In 1899, Caroline Grosvenor created a portrait of her and her younger sister Florence (Elsa). The watercolour is still at Wallington Hall.

In 1904, she became the President of the Northumberland Women's Liberal Association. She was a supporter of women's suffrage, and involved with the Girl Guides and the Associated Country Women of the World.

She began a diary in 1898 and she kept these until 1917 as these are extant. In 1904 she recorded her marriage to Charles Trevelyan including an itemised list of gifts and givers that was published in the newspaper.

When the Council for the Preservation of Rural England was created in 1926. She joined the CPRE's first committee helping to create descriptions of the organisations aims and objectives. The CPRE had been formed by a number of groups and this included the W.I. Trevelyan sat on the National Federation of Women's Institutes committee and she became their representative and a CPRE founding committee member.

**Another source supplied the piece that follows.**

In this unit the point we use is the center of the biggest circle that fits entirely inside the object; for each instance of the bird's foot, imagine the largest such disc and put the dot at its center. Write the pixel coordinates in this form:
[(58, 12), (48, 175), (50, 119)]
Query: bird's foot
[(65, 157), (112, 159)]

In 1928, her father in law died and they moved into Wallington Hall. In 1938 she had a terrace created at the west end of the hall's garden. She recorded in her diary in 1939 that the tradition at Christmas was that the whole family would begin the day in their double bed at Wallingham before going to the main hall where simple presents would be laid out in age order. The Christmas lunch was prepared by the servants with her husband carving the turkey.

In 1942, her socialist husband donated Wallington Hall, complete with its large estate of farm land, to the National Trust.

==Death and legacy==
She died in 1966. The Trevelyan papers are held by Newcastle University including her diaries and her extensive photograph albums.